Math, as promised.

Suppose that the difference in utility is uniformly distributed,

U(b) - U(a) ~ Uniform(u,v)

Assume for simplicity that U(a)=0 and that E[U(b)] > 0, so that b is the better choice if there is no more information.

E[U(optimal|noinfo)] = E[U(b)] = (u+v)/2
E[U(optimal|info)] = integral_u^v dx if x<0 then 0 else x
= if 0 <= u <= v then (u+v)/2
if u <= 0 <= v then (0+v)/(v-u)*(0+v)/2 = v^2/2(v-u)

So, if u<0, you should pay at most (u^2 - 2v^2)/(2v - 2u) for information on whether U(b)>U(a).

If the difference is normally distributed with mean m and standard deviation s.

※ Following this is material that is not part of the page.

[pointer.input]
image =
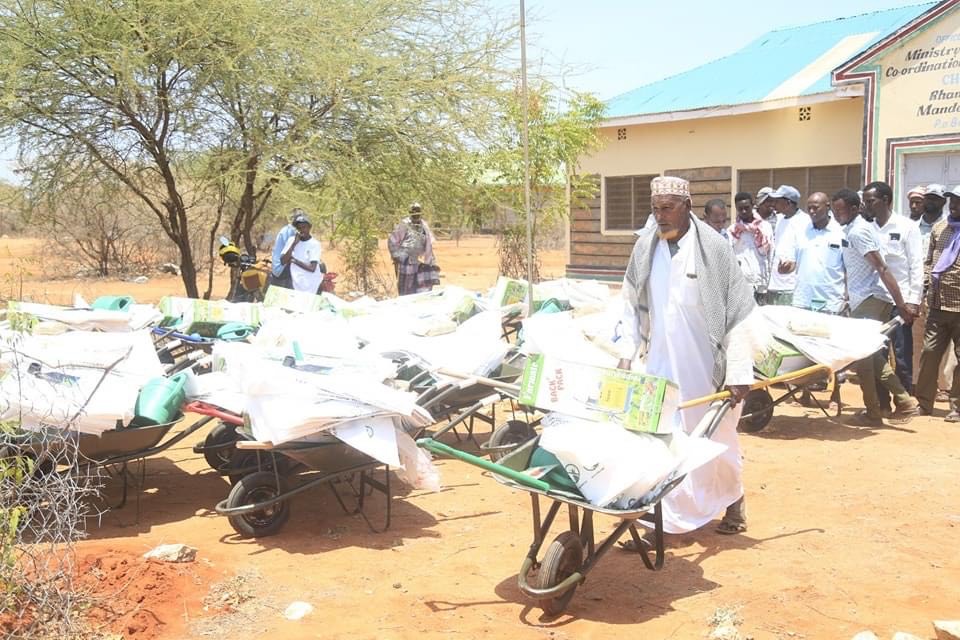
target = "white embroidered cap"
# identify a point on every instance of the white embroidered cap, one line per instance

U(b) - U(a) = U(b) ~ Normal(m,s)

Then

E(U|no info) = E[U(b)] = m
E(U|info) = -- thank you, mathematica
Assuming[s > 0, Integrate[x PDF[NormalDistribution[m, s], x], {x, 0, Infinity}]]
= 1/2 (m + Exp[-m^2/(2 s^2)] Sqrt[2/pi] s + m Erf[m/(Sqrt[2] s)])
= s*normpdf(m/s) + m*normcdf(m/s)

A reasonable opproximation seems to be

E[U|info) ~= 0.4 s Exp[-2 (m/s)] + m

So, you should be willing to pay 0.4sExp[-2 (m/s)]. That means that you should pay exponentially less for each standard deviation that the mean is greater than 0. When the mean difference is 0, so when both are apriori equally likely, the information is worth s/sqrt(2pi) ~= 0.4 s. When the mean difference is one standard deviation in favor of b, the information is only worth 0.0833155 s.

To summarize: the more sure you are of which choice is best, the less the information that tells you that for certain is worth.

I said "it's a mistake to pay more than one standard deviation's worth", not "one should pay exactly a standard deviation's worth".